In this chapter, we presented an algorithm that is able to generate interaction-aware trajectories for AV. The interaction between a HD and an AV is modeled as a Stackelberg game, where the human responds rationally to the AV’s actions optimizing its own objective. This leads to a nested optimization problem which we approximate by MPC based on a bi-level optimization formulation. To solve this, we reformulated the problem into a single-level representation, exploiting the assumption that the human will act optimally with respect to its objective function. We solve the obtained NLP using derivative-based optimization methods. The presented algorithm is able to solve the interaction-aware trajectory optimization problem in a continuous state and input space. Further, in contrast to existing methods, general nonlinear state and input constraints can be considered, which allows for an accurate dynamics model.

The algorithm enables the AV to anticipate how surrounding HD will react to its actions. This gives the AV the possibility to deliberately influence the state of the human. Here, simply encoding the desired effect into the AV’s objective function is enough to generate complex, interaction rich behavior, without the need for hand designed decision heuristic. Further, interactive behavior does not only occur if incentivized in the AV’s objective function, but also emerges out of optimizing the AV’s behavior.

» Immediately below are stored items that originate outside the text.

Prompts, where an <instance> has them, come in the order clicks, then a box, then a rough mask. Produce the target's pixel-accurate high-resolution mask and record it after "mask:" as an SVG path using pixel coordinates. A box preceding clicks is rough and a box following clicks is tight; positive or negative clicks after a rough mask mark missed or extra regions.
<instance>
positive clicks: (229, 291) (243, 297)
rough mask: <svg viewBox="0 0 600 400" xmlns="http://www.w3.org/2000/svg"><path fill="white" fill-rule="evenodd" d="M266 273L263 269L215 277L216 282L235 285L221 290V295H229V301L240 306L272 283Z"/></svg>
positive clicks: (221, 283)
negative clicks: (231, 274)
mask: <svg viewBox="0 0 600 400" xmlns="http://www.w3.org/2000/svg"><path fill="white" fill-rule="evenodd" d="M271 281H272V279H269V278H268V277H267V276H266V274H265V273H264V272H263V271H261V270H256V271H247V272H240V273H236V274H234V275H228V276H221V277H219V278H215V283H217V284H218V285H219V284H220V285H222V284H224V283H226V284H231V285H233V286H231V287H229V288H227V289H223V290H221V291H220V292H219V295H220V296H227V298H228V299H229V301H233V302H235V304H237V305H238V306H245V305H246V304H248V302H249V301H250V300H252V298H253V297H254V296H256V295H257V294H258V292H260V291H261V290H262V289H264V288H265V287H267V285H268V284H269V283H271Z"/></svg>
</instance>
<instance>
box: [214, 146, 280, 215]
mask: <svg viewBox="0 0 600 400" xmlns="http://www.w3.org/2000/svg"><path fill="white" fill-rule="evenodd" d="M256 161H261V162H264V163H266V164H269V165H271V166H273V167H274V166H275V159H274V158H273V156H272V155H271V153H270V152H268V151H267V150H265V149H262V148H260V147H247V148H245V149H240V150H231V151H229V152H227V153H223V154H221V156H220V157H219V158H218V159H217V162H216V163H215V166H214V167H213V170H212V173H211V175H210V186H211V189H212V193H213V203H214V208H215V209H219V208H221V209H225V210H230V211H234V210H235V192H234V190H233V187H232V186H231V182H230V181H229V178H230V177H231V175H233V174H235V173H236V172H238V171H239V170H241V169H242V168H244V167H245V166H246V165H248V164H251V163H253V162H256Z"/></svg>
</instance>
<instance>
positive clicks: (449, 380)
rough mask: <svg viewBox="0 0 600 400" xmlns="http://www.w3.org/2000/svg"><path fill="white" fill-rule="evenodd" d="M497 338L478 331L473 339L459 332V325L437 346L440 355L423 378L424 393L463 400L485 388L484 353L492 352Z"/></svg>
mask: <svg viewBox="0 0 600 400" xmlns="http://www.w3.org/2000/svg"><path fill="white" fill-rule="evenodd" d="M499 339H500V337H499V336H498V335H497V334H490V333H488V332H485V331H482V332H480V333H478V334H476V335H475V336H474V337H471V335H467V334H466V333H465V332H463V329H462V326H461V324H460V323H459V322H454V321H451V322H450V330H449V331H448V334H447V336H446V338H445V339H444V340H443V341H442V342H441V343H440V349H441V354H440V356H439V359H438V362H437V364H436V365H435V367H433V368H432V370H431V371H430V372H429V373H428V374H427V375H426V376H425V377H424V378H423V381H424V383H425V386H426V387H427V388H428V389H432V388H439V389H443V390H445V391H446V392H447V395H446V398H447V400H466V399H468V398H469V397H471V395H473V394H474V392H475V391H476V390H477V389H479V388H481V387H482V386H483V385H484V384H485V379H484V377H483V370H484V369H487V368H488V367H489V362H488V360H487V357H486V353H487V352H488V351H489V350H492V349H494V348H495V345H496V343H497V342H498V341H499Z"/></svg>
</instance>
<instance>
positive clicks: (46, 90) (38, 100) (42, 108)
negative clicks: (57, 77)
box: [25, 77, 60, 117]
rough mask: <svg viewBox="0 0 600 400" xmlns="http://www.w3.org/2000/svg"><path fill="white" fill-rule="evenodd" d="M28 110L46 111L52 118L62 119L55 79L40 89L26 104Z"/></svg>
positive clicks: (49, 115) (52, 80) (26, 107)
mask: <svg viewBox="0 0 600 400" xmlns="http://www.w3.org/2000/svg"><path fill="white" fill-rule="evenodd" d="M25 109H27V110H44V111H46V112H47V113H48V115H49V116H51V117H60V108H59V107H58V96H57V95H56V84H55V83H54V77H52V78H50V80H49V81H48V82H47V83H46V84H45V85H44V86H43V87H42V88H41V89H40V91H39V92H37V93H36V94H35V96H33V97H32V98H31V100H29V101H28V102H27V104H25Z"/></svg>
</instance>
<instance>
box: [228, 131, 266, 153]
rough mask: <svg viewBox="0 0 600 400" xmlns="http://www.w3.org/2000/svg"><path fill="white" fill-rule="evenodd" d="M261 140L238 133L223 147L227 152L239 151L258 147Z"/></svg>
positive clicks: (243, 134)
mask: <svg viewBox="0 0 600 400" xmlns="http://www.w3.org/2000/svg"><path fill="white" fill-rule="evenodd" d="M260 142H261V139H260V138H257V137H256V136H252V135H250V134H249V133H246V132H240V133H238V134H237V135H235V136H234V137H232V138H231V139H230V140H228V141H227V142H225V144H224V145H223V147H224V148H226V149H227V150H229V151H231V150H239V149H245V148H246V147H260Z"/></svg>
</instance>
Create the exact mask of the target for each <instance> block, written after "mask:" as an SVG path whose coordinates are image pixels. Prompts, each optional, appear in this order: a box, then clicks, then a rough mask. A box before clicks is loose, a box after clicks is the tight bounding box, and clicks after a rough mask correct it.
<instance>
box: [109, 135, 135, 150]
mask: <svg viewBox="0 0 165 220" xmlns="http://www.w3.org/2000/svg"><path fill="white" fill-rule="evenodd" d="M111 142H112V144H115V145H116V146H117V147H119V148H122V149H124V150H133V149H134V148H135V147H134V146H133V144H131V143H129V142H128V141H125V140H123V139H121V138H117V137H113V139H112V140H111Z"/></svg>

However, care must be taken to avoid that the AV exploits interactions to further optimize its own objective, and thereby generates an overly aggressive driving behavior. To prevent such an aggressive behavior, the AV’s objective is extended to also consider the costs of the HD.

As an alternative to modifying the AV’s objective function, we presented a strategy to establish courtesy in the planning algorithm via additional constraints. These constraints allow a motion planner to utilizes an egocentric objective function, provided that the negative impact imposed on other vehicles is limited.

The experiments demonstrated the efficacy of our algorithm and suggest that the algorithm can be used in challenging interactive driving scenarios. Further, we could achieve real-time performance even with an unoptimized proof-of-concept implementation.